We are completely new to touring abroad with our motorhome.
We intend to travel down to southern Spain via the channel tunnel late November, taking the later ride because its cheaper. Does anyone know where we could stop over virtually as soon as we get there?? Or is this a bad idea?
2tsinavan


----------



## peejay (May 10, 2005)

Hi 2tsinavan and welcome to mhf.

This was discussed just recently......

http://www.motorhomefacts.com/ftopict-18977-.html

pete


----------



## 101278 (Oct 6, 2006)

Thanks Pete, just what we wanted


----------



## Rapide561 (Oct 1, 2005)

*eurotunnel stop*

Hi

You may also wish to stop over at the UK side - you could park at Tesco a few minutes away, Maidstone services or various CLs in the area.

Rapide561


----------



## 101278 (Oct 6, 2006)

Just had interesting conversations with channel tunnel bookings.
We are travelling with our motor home towing a suzuki jimny on an A frame. There online booking form only gives provision for booking a motorhome towing a trailer.
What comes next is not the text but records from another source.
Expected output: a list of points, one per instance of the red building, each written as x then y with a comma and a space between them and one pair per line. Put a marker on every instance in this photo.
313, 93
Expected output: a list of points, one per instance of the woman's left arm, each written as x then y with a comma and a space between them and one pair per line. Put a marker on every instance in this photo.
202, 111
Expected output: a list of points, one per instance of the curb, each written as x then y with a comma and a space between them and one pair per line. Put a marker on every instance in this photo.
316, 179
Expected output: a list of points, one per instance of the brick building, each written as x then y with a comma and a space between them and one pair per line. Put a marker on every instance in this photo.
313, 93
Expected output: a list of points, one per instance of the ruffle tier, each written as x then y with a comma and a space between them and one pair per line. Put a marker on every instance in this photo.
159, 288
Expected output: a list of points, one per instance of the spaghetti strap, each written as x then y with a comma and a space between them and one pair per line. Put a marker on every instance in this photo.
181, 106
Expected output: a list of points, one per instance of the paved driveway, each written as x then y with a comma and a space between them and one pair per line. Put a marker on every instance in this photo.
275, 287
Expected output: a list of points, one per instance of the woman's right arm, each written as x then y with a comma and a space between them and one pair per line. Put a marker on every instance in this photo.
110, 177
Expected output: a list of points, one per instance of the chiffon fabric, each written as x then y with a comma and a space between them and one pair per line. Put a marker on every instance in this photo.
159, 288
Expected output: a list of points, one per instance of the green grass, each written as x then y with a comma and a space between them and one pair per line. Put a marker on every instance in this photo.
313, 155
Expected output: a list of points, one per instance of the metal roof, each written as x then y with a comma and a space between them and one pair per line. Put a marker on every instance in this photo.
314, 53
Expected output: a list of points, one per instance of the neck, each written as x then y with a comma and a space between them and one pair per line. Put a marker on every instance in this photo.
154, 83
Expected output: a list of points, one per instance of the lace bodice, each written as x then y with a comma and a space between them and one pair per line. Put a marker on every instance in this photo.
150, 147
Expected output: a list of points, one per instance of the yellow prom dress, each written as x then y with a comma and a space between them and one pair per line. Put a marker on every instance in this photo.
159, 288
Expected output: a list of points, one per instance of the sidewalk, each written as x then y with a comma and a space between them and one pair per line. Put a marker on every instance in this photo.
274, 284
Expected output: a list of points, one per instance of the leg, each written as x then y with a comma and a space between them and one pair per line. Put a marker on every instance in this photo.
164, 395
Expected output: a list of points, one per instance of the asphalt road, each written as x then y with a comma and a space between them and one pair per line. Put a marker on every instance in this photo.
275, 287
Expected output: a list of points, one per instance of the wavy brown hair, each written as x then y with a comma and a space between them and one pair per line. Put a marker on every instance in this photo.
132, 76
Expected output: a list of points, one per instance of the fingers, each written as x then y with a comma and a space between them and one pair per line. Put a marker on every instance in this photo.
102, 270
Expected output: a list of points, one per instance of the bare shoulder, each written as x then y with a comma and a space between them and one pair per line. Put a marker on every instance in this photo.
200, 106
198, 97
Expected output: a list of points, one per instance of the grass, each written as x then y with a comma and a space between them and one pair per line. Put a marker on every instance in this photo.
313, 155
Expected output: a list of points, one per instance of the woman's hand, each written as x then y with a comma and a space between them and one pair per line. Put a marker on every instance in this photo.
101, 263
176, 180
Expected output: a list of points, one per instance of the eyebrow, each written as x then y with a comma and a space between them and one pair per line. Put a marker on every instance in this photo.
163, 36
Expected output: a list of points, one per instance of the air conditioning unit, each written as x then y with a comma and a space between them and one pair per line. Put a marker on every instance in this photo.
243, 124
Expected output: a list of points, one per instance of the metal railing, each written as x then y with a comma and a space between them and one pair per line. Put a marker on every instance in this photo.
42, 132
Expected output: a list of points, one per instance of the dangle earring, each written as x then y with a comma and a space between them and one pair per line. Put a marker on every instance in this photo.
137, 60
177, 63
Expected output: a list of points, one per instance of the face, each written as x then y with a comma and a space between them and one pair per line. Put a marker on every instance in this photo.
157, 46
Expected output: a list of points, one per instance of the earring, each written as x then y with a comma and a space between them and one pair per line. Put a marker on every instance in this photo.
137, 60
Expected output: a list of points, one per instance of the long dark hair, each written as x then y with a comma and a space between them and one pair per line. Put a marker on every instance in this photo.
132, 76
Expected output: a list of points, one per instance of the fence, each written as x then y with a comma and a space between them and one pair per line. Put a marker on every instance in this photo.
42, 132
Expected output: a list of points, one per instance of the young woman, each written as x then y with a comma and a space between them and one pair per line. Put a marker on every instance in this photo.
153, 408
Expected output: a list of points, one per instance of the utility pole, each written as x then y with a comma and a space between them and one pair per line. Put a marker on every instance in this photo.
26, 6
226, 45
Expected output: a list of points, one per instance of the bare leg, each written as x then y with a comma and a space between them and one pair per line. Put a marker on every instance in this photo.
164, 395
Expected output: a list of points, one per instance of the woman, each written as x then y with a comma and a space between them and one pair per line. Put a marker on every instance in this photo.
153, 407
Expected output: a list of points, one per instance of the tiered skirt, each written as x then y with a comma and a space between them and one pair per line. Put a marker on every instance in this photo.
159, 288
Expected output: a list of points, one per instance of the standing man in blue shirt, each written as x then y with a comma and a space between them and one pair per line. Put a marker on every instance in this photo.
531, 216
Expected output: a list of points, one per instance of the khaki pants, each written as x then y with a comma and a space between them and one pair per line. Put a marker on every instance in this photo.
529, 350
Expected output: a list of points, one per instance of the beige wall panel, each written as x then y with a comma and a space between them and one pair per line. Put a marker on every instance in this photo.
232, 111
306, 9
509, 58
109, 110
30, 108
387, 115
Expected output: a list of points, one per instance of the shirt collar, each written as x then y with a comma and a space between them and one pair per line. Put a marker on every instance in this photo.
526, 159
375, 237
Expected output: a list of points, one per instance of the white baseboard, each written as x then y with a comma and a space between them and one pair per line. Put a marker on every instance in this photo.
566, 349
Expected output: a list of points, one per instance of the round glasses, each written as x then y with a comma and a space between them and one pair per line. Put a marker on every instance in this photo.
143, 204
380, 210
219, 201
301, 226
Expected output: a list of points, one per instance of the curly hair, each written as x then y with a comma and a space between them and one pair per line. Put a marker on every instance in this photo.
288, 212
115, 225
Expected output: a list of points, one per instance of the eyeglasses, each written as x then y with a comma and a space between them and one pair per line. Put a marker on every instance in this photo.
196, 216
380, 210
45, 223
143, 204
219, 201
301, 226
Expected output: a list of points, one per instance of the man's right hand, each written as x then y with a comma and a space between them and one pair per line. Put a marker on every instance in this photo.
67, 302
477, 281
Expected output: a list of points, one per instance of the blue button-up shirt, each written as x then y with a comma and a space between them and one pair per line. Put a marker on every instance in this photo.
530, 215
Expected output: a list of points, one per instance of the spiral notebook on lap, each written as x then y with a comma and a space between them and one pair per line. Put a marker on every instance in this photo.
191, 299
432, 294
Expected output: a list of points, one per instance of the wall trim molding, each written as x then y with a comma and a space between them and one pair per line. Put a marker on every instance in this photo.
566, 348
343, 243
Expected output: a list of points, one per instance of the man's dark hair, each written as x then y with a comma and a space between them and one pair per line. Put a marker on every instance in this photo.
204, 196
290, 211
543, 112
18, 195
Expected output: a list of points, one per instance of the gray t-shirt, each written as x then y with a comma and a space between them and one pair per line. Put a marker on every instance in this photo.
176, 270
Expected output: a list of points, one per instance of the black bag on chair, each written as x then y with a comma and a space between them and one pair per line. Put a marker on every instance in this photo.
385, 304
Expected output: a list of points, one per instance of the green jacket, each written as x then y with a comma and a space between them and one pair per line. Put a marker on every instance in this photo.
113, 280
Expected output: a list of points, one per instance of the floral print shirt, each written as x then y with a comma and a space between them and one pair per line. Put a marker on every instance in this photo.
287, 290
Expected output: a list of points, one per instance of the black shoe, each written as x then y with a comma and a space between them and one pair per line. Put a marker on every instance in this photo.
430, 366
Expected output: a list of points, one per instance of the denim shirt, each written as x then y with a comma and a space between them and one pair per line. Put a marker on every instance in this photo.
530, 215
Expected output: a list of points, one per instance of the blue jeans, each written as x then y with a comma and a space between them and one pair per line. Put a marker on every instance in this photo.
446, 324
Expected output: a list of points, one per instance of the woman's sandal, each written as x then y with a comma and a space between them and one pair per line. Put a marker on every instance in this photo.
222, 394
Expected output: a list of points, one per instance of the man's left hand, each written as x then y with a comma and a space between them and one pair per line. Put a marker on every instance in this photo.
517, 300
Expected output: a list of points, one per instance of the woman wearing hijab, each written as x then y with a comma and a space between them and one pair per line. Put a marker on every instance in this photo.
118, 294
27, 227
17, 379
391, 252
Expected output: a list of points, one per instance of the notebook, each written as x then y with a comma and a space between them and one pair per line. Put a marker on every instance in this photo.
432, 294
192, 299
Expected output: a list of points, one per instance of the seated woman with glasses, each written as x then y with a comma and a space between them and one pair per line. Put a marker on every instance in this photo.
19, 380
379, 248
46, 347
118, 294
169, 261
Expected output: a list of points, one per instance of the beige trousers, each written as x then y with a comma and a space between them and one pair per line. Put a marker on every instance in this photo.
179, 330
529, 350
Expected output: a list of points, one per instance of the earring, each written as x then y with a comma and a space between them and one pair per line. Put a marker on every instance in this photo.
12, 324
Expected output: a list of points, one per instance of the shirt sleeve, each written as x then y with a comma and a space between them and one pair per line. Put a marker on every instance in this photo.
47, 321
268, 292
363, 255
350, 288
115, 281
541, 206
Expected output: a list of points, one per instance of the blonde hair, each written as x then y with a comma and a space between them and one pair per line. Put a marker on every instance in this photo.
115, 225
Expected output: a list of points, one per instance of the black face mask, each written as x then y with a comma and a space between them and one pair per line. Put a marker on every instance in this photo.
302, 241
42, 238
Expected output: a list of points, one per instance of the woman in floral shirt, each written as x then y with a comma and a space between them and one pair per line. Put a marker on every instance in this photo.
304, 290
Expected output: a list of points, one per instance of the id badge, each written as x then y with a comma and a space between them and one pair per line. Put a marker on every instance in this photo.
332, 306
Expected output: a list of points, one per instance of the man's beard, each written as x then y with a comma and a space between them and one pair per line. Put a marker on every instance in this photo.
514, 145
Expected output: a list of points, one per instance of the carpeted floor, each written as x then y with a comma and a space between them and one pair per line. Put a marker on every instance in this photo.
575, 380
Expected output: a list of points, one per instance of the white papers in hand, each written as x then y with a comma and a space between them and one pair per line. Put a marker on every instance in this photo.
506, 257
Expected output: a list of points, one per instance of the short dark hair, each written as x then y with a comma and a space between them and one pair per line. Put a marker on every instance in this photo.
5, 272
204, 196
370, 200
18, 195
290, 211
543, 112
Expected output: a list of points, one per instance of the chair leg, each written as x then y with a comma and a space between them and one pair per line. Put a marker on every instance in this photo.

I rang them and the operator (after checking with a supervisor) said she could take our booking but we would most likely be refused permission to travel (turned away as such).
I then e.mailed them saying thier online booking was confusing, my motor home towing a car on an a frame (all 4 wheels on the ground and braked) constituted a motorhome towing a trailer, back came the reply yes, no problems book as a car towing a trailer (same price as if I booked both seperate, and we are both drivers). Rang again, differenmt operator who could see no problem (but checked with her supervisor any way) No problem was the reply but she suggested we take a copy of the email anyway just in case??? 
Any one had any problems here??
Also, we are going travelling 20/11/06 any one travelling to Spain that time want to fgollow or be followed??
2tsinavan


----------



## ruthiebabe (Aug 16, 2005)

Don't forget to consider using Tesco clubcard points to pay, search on here and you'll find all the info. Genuine bargain, £10 of points=£40 of fare.


----------